TAG DER KINDERHOSPIZARBEIT 2026: BONIFATIUSWERK RUFT ZU SOLIDARISCHEM HANDELN AUF
10.02.2026
Das Schicksal von Familien mit Kindern und Jugendlichen, die an Lebenszeit verkürzenden Erkrankungen leiden, rückt am heutigen Dienstag in den Fokus der Öffentlichkeit. Der bundesweite Tag der Kinderhospizarbeit macht auf die wichtige Begleitung durch stationäre und ambulante Kinderhospize aufmerksam und informiert darüber, welchen Belastungen die Betroffenen ausgesetzt sind. Das Bonifatiuswerk hat sich in den zurückliegenden Jahren stark in der Förderung von Kinderhospiz-Angeboten engagiert.
Kinderhospizarbeit begleitet nicht nur die erkrankten Kinder, sondern die gesamte Familie – über oft lange Zeiträume hinweg und auch über den Tod hinaus. Sie versucht zu entlasten und zu trösten und schafft Raum für wertvolle gemeinsame Zeit. In diesem Sinne ist der 10. Februar auch ein Tag des Dankes an alle Mitarbeitenden und ehrenamtlich Engagierten, die Familien in dieser schwierigen Lebensphasen zur Seite stehen.
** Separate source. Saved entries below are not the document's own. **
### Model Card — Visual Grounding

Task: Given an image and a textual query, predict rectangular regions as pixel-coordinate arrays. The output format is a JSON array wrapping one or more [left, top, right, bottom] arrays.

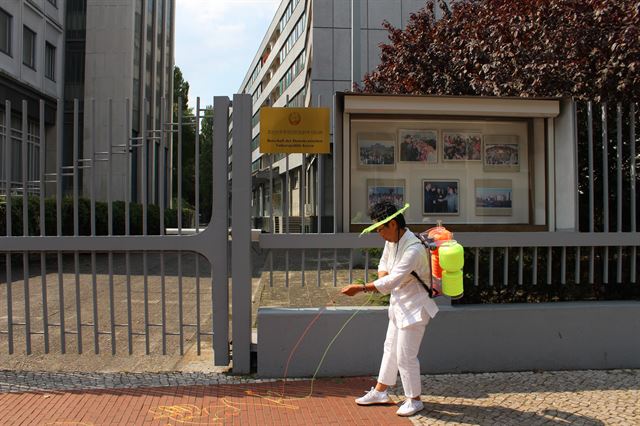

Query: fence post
[[231, 94, 251, 374], [209, 96, 229, 365]]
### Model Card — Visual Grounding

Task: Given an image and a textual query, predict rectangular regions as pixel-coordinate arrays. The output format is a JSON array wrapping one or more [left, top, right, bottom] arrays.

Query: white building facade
[[0, 0, 65, 193], [64, 0, 175, 203], [240, 0, 436, 232]]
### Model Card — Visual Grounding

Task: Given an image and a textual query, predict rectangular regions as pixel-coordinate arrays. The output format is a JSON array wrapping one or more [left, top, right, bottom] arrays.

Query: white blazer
[[373, 228, 438, 328]]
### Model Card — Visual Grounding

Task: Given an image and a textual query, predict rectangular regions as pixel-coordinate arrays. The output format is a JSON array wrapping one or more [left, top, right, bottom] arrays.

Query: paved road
[[0, 370, 640, 426]]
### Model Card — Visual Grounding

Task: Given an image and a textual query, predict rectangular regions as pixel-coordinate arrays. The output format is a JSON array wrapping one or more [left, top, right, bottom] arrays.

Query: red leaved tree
[[357, 0, 640, 101]]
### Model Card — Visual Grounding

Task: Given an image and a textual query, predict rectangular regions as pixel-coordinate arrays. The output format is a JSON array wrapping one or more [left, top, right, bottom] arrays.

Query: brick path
[[0, 370, 640, 426], [0, 378, 411, 426]]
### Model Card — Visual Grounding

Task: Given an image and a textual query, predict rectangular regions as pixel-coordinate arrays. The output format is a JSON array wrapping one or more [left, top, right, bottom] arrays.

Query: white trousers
[[378, 317, 429, 398]]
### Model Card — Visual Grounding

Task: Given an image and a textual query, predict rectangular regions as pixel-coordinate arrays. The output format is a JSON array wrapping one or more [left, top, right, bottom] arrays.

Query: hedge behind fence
[[0, 196, 194, 236]]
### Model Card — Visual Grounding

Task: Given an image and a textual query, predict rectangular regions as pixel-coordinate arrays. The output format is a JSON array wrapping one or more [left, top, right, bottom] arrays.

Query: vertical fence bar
[[195, 253, 202, 356], [158, 97, 167, 235], [531, 247, 538, 285], [124, 98, 131, 235], [178, 251, 184, 355], [72, 98, 80, 237], [21, 100, 31, 355], [267, 154, 276, 233], [489, 247, 493, 287], [629, 102, 638, 283], [284, 250, 289, 288], [4, 101, 13, 238], [21, 101, 29, 233], [574, 246, 581, 284], [282, 154, 289, 234], [349, 249, 353, 283], [38, 99, 47, 231], [91, 251, 100, 354], [473, 247, 480, 287], [40, 250, 49, 354], [333, 249, 338, 287], [269, 249, 273, 287], [177, 97, 183, 235], [73, 251, 82, 354], [194, 97, 200, 233], [22, 251, 31, 355], [316, 249, 322, 287], [139, 99, 149, 235], [300, 249, 305, 287], [124, 252, 134, 355], [364, 250, 369, 283], [547, 247, 553, 285], [142, 251, 149, 355], [90, 98, 100, 354], [616, 102, 620, 283], [587, 101, 595, 284], [560, 246, 567, 285], [4, 253, 13, 355], [107, 252, 115, 355], [231, 94, 252, 374], [209, 96, 230, 365], [601, 102, 609, 284], [502, 247, 509, 287], [107, 98, 113, 236], [90, 99, 97, 237], [518, 247, 524, 286], [57, 253, 67, 354]]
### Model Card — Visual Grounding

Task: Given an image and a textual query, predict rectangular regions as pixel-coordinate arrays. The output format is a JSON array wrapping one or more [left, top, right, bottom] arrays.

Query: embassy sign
[[260, 107, 329, 154]]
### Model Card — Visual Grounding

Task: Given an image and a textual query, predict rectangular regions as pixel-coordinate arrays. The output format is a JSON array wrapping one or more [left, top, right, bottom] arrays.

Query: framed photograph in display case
[[398, 129, 438, 163], [367, 179, 407, 212], [357, 133, 396, 170], [422, 179, 460, 216], [475, 179, 513, 216], [482, 135, 520, 172], [442, 131, 482, 161]]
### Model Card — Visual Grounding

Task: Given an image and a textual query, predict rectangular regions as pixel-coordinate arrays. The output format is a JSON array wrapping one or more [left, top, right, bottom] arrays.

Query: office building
[[240, 0, 436, 232], [0, 0, 65, 194], [64, 0, 175, 203]]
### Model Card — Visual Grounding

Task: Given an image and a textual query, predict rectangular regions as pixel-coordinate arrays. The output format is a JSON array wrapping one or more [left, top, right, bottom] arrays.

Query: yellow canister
[[442, 270, 464, 299], [438, 240, 464, 271]]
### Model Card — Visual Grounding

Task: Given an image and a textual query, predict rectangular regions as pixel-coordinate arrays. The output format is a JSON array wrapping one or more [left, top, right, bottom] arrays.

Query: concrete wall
[[258, 301, 640, 377]]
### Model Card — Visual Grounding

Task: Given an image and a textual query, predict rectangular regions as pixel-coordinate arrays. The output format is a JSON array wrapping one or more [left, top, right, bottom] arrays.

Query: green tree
[[200, 105, 213, 222], [361, 0, 640, 101], [173, 66, 196, 211]]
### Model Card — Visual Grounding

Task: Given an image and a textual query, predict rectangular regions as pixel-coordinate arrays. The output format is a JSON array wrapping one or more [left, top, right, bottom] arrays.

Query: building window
[[22, 26, 36, 69], [44, 43, 56, 81], [0, 9, 11, 56]]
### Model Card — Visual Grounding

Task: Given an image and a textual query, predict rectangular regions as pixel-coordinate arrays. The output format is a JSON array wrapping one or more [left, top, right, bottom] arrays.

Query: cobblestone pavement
[[0, 370, 640, 426], [384, 370, 640, 426]]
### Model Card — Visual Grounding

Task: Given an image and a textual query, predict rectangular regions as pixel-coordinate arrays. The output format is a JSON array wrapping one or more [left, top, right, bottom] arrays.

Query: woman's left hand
[[340, 284, 362, 296]]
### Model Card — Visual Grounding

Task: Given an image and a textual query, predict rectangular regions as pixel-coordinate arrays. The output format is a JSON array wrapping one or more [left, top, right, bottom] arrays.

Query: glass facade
[[22, 25, 36, 69], [0, 9, 12, 56], [44, 42, 56, 81]]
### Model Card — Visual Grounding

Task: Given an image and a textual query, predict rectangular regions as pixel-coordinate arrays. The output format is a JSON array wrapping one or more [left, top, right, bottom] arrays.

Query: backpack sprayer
[[360, 203, 464, 299], [413, 221, 464, 299]]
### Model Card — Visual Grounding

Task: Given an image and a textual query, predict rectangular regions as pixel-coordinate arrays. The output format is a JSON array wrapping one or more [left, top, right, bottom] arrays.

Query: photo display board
[[345, 118, 532, 225]]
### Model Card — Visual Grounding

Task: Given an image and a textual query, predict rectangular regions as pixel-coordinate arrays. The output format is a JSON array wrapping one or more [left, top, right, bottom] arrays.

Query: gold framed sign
[[260, 107, 330, 154]]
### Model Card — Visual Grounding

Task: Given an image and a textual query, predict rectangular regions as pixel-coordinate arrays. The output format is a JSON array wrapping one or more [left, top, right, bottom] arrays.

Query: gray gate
[[0, 95, 251, 373]]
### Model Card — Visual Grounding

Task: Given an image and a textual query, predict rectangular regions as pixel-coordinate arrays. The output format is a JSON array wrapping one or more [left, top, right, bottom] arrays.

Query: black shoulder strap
[[411, 240, 436, 299], [411, 271, 433, 299]]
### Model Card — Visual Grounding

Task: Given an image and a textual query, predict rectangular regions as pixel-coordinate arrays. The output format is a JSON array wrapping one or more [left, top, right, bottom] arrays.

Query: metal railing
[[0, 95, 251, 371]]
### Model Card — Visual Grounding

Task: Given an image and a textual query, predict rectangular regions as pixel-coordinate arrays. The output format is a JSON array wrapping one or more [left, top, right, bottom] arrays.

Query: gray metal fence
[[0, 95, 251, 372], [260, 102, 640, 306]]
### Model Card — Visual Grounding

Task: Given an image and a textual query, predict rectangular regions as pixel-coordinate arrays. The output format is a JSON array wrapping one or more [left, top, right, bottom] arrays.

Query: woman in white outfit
[[342, 201, 438, 416]]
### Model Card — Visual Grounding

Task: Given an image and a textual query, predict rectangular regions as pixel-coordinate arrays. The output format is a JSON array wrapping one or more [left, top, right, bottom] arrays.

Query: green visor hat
[[360, 203, 409, 236]]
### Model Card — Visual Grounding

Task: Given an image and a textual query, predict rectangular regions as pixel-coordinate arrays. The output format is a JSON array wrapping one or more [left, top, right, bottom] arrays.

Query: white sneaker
[[396, 398, 424, 417], [356, 388, 389, 405]]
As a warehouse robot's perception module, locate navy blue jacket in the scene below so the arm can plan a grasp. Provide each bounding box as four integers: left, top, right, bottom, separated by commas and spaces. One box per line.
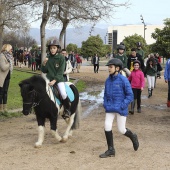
103, 73, 134, 116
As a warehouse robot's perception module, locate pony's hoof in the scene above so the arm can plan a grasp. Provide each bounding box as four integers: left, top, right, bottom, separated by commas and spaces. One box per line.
60, 137, 68, 143
34, 142, 42, 148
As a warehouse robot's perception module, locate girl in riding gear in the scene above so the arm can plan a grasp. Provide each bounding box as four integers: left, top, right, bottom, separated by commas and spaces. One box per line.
99, 58, 139, 158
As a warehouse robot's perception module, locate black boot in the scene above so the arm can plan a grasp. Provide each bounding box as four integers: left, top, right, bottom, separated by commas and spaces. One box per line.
99, 131, 115, 158
129, 101, 135, 115
151, 89, 153, 96
137, 107, 141, 113
148, 89, 152, 98
124, 128, 139, 151
62, 97, 71, 119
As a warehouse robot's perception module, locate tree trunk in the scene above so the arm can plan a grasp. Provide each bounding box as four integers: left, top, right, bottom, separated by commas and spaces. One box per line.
40, 0, 53, 62
59, 22, 69, 48
0, 26, 3, 51
40, 22, 47, 62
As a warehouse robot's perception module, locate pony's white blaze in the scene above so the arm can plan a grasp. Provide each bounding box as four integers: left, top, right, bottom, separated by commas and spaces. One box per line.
35, 126, 45, 148
42, 74, 81, 142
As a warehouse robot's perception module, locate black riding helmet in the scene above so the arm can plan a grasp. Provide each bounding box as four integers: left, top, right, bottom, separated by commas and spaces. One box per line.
136, 42, 142, 47
48, 40, 61, 52
117, 44, 125, 50
106, 58, 123, 70
133, 60, 140, 66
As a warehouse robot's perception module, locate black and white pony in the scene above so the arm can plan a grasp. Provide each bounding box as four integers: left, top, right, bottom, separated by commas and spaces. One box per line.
19, 76, 81, 147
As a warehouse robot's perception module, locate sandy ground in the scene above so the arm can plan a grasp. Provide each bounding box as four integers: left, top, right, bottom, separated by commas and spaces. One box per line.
0, 63, 170, 170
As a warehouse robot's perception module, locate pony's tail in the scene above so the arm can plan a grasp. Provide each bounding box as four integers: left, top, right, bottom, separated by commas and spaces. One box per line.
72, 99, 82, 129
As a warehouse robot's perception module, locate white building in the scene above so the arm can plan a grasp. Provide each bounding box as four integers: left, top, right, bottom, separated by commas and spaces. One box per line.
108, 25, 164, 49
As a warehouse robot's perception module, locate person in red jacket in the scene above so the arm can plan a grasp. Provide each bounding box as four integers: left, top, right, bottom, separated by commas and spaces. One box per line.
128, 60, 145, 114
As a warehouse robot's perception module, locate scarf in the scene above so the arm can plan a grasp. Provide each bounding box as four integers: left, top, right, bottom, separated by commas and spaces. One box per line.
3, 51, 13, 73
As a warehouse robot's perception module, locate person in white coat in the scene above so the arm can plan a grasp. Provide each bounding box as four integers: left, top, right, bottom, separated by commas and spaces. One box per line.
61, 49, 73, 81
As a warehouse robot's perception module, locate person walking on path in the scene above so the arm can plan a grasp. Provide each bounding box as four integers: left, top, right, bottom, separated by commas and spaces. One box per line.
68, 51, 76, 73
93, 54, 100, 73
76, 54, 82, 73
145, 54, 157, 98
164, 55, 170, 107
0, 44, 13, 112
31, 53, 37, 71
128, 60, 145, 114
99, 58, 139, 158
41, 40, 71, 118
114, 45, 130, 76
61, 49, 73, 81
136, 42, 145, 60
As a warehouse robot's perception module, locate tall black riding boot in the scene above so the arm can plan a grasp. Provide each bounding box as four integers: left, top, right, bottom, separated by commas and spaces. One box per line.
63, 97, 71, 118
148, 89, 152, 98
124, 128, 139, 151
99, 131, 115, 158
129, 100, 135, 115
151, 89, 153, 96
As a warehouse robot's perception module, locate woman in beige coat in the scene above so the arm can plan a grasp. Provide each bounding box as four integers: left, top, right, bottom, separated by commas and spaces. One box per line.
0, 44, 13, 112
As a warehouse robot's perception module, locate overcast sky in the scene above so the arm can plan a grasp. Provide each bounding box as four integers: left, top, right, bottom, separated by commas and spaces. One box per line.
31, 0, 170, 28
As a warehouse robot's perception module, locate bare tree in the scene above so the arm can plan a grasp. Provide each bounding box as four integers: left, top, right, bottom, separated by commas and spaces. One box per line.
0, 0, 30, 49
50, 0, 130, 47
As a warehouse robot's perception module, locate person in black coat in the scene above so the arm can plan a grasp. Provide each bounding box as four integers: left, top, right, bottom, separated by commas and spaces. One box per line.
93, 54, 100, 73
127, 48, 145, 72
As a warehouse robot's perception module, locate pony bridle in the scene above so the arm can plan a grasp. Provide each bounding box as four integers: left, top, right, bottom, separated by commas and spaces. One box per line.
23, 90, 43, 108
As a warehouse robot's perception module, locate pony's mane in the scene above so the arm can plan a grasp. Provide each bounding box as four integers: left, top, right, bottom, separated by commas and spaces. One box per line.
20, 75, 46, 92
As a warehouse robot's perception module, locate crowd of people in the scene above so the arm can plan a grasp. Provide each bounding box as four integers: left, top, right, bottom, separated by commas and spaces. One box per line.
0, 40, 170, 158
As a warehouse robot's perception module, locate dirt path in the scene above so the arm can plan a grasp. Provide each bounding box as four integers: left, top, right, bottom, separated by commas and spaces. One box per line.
0, 66, 170, 170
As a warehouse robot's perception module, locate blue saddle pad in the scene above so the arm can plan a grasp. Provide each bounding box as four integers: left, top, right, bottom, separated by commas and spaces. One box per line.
52, 83, 74, 105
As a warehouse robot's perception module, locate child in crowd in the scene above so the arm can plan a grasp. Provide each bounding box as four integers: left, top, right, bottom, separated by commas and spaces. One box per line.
128, 60, 145, 114
145, 54, 157, 98
99, 58, 139, 158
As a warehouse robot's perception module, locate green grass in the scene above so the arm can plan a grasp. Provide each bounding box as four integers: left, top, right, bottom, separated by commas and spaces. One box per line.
7, 70, 33, 110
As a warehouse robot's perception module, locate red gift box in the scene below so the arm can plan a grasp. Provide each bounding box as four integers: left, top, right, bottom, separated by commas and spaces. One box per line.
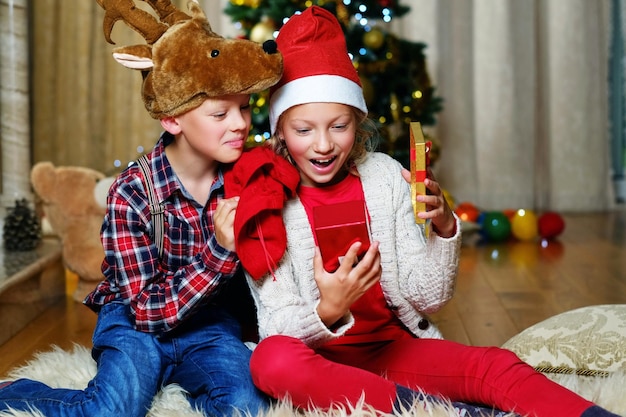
313, 201, 370, 272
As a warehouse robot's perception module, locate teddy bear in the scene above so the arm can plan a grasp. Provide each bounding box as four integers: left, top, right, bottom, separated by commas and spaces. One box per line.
30, 161, 113, 302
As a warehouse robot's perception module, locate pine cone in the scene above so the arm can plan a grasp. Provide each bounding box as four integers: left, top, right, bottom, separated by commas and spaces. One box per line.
2, 198, 41, 252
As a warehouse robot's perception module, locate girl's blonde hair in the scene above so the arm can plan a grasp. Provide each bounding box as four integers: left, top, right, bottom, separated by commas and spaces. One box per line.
266, 106, 378, 175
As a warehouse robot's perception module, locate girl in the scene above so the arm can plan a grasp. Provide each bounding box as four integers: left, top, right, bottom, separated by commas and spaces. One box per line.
236, 6, 614, 417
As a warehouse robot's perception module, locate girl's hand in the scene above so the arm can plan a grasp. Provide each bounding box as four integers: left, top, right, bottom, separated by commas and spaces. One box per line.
213, 197, 239, 252
402, 168, 456, 238
313, 242, 382, 328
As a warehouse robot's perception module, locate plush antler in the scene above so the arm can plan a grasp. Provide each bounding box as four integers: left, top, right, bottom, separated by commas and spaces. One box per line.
96, 0, 283, 119
96, 0, 191, 45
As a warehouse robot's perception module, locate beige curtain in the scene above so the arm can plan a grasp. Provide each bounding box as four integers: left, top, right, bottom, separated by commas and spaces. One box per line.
395, 0, 613, 211
26, 0, 612, 211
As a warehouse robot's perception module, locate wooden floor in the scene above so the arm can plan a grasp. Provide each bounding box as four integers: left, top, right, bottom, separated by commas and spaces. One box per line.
0, 210, 626, 379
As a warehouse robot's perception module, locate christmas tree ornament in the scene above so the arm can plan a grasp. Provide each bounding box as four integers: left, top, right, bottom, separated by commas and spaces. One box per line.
2, 198, 41, 252
482, 211, 511, 242
359, 75, 375, 107
250, 19, 276, 43
511, 209, 537, 241
537, 211, 565, 239
363, 27, 385, 49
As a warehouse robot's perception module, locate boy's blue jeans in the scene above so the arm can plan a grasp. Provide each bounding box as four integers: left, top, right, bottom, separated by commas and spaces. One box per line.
0, 303, 269, 417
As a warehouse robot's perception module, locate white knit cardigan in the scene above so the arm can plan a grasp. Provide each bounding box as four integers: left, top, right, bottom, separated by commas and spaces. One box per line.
247, 153, 461, 348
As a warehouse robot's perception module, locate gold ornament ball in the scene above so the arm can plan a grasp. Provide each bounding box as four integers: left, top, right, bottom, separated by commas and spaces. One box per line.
250, 22, 274, 43
363, 28, 385, 49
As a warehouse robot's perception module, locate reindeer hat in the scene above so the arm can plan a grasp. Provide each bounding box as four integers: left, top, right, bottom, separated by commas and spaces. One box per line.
96, 0, 283, 119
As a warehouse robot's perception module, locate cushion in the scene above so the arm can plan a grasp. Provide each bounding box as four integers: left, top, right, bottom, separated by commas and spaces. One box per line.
502, 304, 626, 376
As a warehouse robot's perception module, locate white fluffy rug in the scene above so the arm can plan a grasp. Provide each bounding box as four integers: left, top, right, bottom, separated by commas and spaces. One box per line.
0, 345, 626, 417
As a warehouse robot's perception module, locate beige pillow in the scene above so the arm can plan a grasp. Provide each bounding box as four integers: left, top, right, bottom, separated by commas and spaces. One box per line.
502, 304, 626, 376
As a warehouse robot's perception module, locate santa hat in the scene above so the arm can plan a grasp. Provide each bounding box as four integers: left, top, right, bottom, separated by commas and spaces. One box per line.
270, 6, 367, 133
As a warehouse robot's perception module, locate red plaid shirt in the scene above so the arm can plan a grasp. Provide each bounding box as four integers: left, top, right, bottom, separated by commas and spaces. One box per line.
84, 132, 239, 333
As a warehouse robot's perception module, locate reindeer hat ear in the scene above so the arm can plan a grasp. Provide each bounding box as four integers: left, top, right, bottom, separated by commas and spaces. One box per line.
96, 0, 283, 119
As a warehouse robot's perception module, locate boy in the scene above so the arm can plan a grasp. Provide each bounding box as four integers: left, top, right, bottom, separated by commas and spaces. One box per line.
0, 0, 282, 417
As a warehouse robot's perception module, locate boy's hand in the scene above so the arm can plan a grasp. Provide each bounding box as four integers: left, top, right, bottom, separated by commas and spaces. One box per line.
402, 168, 456, 238
313, 242, 382, 328
213, 197, 239, 252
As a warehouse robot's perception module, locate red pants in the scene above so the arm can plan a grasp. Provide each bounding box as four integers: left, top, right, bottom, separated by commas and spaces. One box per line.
250, 336, 593, 417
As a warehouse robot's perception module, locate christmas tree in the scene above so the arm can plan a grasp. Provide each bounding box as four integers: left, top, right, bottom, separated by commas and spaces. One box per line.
225, 0, 443, 167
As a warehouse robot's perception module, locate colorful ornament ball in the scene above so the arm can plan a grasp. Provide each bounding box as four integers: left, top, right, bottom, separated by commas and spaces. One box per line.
511, 209, 537, 242
482, 211, 511, 242
537, 211, 565, 239
454, 202, 480, 222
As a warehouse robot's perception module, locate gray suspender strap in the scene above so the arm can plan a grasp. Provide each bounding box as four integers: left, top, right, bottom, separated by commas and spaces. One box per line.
137, 155, 165, 258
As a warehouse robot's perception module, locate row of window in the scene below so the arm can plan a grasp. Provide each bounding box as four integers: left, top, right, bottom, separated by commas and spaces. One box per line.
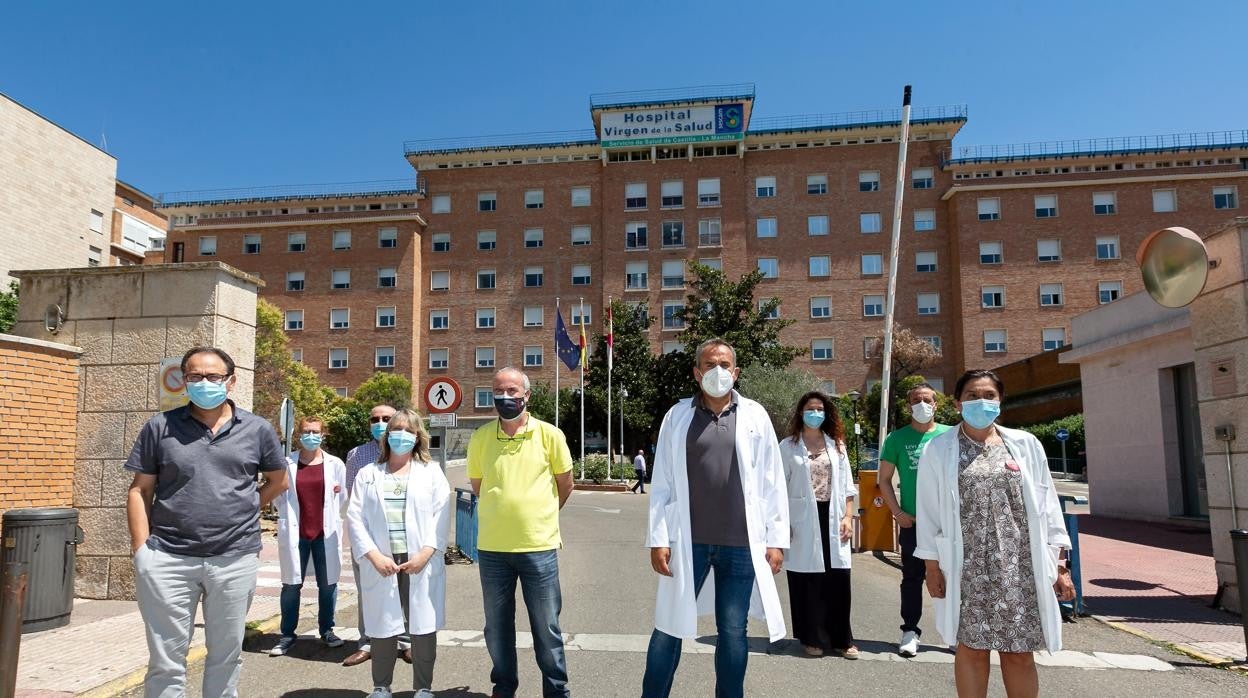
286, 267, 398, 292
980, 235, 1121, 265
976, 186, 1239, 221
200, 227, 398, 257
291, 347, 394, 372
431, 167, 935, 214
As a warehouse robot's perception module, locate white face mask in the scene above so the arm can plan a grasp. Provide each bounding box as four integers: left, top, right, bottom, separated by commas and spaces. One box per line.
701, 366, 735, 397
910, 402, 936, 425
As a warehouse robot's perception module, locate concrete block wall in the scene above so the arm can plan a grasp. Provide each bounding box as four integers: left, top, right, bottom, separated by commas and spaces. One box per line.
6, 262, 262, 598
0, 335, 82, 514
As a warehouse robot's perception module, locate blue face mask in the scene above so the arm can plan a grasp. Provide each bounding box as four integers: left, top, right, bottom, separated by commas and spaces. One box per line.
386, 431, 416, 456
962, 400, 1001, 430
186, 378, 230, 410
368, 422, 386, 441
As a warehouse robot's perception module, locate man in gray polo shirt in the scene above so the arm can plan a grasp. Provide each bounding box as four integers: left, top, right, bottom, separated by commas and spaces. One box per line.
641, 338, 789, 698
125, 347, 286, 698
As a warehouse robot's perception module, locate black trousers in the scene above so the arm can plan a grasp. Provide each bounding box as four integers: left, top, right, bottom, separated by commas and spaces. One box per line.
629, 471, 645, 494
897, 526, 927, 636
787, 502, 854, 651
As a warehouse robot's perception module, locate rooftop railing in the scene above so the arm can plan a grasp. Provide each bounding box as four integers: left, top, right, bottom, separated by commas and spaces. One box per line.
156, 177, 424, 207
947, 130, 1248, 165
589, 82, 754, 110
750, 104, 966, 134
403, 129, 598, 155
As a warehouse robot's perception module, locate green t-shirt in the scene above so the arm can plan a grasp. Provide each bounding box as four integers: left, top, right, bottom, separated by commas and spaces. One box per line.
880, 425, 953, 516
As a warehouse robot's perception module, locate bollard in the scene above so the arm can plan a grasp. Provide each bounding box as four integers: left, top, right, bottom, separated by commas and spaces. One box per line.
0, 562, 29, 698
1231, 528, 1248, 662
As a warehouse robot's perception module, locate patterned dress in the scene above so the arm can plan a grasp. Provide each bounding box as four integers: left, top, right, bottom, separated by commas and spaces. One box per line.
957, 430, 1045, 652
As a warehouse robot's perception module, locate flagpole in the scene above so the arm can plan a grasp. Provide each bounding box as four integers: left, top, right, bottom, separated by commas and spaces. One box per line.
554, 296, 563, 427
577, 296, 585, 479
607, 296, 615, 479
877, 85, 910, 453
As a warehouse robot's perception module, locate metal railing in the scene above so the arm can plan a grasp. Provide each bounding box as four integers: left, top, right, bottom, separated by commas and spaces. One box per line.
947, 129, 1248, 165
589, 82, 754, 110
156, 177, 424, 207
749, 104, 967, 134
403, 129, 598, 155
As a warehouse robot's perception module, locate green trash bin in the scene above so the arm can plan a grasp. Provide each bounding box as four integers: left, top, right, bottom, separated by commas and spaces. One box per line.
0, 508, 82, 633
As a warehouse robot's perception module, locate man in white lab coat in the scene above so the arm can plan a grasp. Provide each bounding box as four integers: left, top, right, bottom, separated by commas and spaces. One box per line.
641, 338, 789, 698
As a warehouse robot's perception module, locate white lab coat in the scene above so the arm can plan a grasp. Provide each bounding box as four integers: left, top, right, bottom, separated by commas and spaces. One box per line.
273, 451, 347, 584
780, 433, 857, 572
347, 460, 451, 637
646, 395, 789, 642
915, 426, 1071, 652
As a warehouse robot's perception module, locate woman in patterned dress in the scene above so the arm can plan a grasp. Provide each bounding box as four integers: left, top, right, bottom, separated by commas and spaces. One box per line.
780, 391, 859, 659
915, 370, 1075, 698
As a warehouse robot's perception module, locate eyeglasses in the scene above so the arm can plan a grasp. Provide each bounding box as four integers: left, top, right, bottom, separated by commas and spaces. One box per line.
182, 373, 233, 383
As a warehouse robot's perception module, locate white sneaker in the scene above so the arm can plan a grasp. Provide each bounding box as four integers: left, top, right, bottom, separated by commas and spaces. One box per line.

Das Bonifatiuswerk der deutschen Katholiken setzt sich seit vielen Jahren für diese solidarische Begleitung der Betroffenen ein. Zu den geförderten Initiativen gehören das ambulante Kinder- und Jugendhospiz Halle/Saale sowie das Caritas-Kinderhospiz-Zentrums LEO in Berlin. Das LEO beheimatet verschiedene Angebote für schwer- und schwerstkranke Kinder und ihre Familien. Dazu zählen eine Gruppe für verwaiste Eltern, ein Familien-Café oder eine Gruppe für Geschwister. Diese Angebote schaffen Raum für den Austausch untereinander und fürs Gegenseitig-Mut-Machen. Das LEO begreift sich weniger als Ort der Trauer, vielmehr als Ort der Kraft und der Stärke. So hat der Löwe (lateinisch: „Leo“) im hauseigenen Logo eine tiefgehende Symbolkraft. LEO-Leiterin Beate Zade sagt, es gehe zwar viel um Krankheit, Tod und Trauerarbeit. “Aber gerade hier erlebe ich oft Kinder, die viel Kraft haben und auch in ihrer Krankheit unheimlich stark sind und ihre Stärke auch anderen geben können.”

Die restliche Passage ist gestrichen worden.